The productivity of legumes―which are important crops for improving nutrition as a cheap source of protein, increasing farmers’ incomes, and improving soil fertility as they fix nitrogen from the air into the soils―can be easily increased and even doubled with application of improved technologies.
However, farmers are unable to access most of these technologies due to poorly developed supply chains, lack of access to credit, and inadequate policies.
These are the challenges that the second phase of the multi-partnership project, “Putting nitrogen fixation to work for smallholder farmers,” in short N2Africa, is addressing. The project‘s goal is to boost the production of legumes among smallholder farmers to improve their income and nutrition while at the same time enhancing soil fertility through promoting the use of these improved technologies.
During the first phase of the project, different technologies for boosting legume production were tested together with farmers in eight countries across sub-Saharan Africa and the most promising ones identified. The project also tested technologies for processing and adding value to grain legumes to create markets and increase demand. More than 250,000 farmers were involved in the evaluation and testing of these technologies.
The technologies include improved high-yielding varieties of four legumes: cowpea, groundnut, soybean and common bean, as well as inputs such as appropriate fertilizer mix and inoculants (bacteria that strengthen ability of legumes to fix nitrogen). Research has shown that combined with fertilizers they easily double yield.
The aim of the second phase of the project, which started in March 2014, is to find ways to sustainably disseminate these technologies even further, and to reach twice as many farmers in 11 countries. Funded by the Bill & Melinda Gates Foundation, the project is led by a consortium comprised of: Wageningen University, the International Institute of Tropical Agriculture (IITA), the Alliance for a Green Revolution in Africa (AGRA), and the International Livestock Research Institute (ILRI) and is implemented through a wide range of partners.
“One of challenges of legume production is lack of well-developed seed systems. Farmers usually do not buy legume seeds, preferring instead to save some from their harvest. Therefore, private seed companies are not motivated to produce legume seeds. This also affects the dissemination of newly released legume varieties from researchers to farmers,” said Professor Ken Giller, the project leader from Wageningen University.
The project, according to Professor Giller, is therefore looking into ways to create effective seed supply systems through private-public sector partnerships. He was speaking at the project’s annual meeting which took place from 28 to 31 October 2014, in Arusha, Tanzania, to review the progress and challenges in the first year and to develop plans for the second year.
Another major challenge is the unavailability of rhizobium inoculants and lack of policy and regulations to control their quality: “While in all the project countries, we were able to demonstrate that using the right inoculants combined with fertilizers can double legume yield, very few of the countries have private or public companies producing and marketing these inoculants in sufficient quantities and quality. Furthermore, the countries also lack polices on quality standards of inoculants and therefore cannot control the quality of products coming into the market,” said Bernard Vanlauwe, IITA Director for Central Africa also speaking at the meeting. “The project is therefore working with governments to establish standards to regulate these products in the market.”

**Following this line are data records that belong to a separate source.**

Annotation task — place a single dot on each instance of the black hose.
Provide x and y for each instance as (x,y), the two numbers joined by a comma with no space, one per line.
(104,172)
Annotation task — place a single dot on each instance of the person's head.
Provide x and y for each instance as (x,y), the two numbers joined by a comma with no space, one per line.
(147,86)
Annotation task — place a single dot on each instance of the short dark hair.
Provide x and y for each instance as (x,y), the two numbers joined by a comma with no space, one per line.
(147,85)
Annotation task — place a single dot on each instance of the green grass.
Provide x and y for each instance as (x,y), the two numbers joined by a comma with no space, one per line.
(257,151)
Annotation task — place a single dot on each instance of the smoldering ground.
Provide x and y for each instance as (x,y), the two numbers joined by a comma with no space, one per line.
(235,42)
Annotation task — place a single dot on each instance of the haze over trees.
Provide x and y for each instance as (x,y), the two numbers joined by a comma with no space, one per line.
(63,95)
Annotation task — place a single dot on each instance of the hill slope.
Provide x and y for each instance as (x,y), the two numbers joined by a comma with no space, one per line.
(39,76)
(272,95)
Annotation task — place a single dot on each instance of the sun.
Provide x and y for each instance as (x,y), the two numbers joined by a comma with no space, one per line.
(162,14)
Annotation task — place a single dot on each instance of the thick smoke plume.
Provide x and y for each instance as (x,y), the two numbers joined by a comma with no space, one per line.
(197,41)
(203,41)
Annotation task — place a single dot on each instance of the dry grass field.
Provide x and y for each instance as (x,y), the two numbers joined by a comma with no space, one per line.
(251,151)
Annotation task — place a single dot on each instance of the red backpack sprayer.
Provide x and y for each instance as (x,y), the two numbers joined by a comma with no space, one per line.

High market demand for legumes
In all the project countries, research showed there was a high demand for legumes, which farmers can tap into to improve their income and livelihoods. For example, in all the project countries, demand for soybean for processing livestock feed and healthy food products far outstripped supply. In Tanzania, according to Dr Freddy Baijukya, IITA-Tanzania agronomist and N2Africa Tanzania Country Coordinator, demand for soybean is estimated at 150,000 tons (t) for soy cake for animal feed and 50,000 t as grain for processing food products such as soy flour.
“Though the country has the potential to produce up to two million t to serve the local and regional market, current production is at 2500 t per year, according to statistics from FAO (United Nations Food and Agriculture Organization),” Dr Baijukya said.
However, to tap into these markets, smallholder farmers need to have the resources to invest in these technologies to be able to supply the legumes to these commercial processors consistently and sustainably in terms of quality and quantity. “Even if we come up with wonderful technologies, they will not make a difference if the farmers cannot afford them and have no access to credit as financial institutions consider them a high risk. This is also another area that N2Africa is looking into through private sector partnership,” said Dr Fred Kanampiu, the IITA N2Africa project coordinator.
“We have made a lot of progress in our first year in addressing constraints to production of legumes in the 11 countries we are working in. The Phase I countries such as DR Congo, Ghana, Kenya, Malawi, Mozambique, Nigeria, Rwanda, and Zimbabwe are now focusing on commercialization of these technologies and institutionalization of the project. The new project countries such as Ethiopia, Tanzania, and Uganda are pre-testing the identified promising technologies to identify the most effective and appropriate one. There has been a lot of sharing of information and lessons learned across all the countries and the over a 164 project partners,” Dr Kanampiu added.
Overall phase two of the project seeks to reach more than 550,000 smallholder farmers with these improved technologies and to ensure they triple their investment by getting three dollars back for each dollar invested.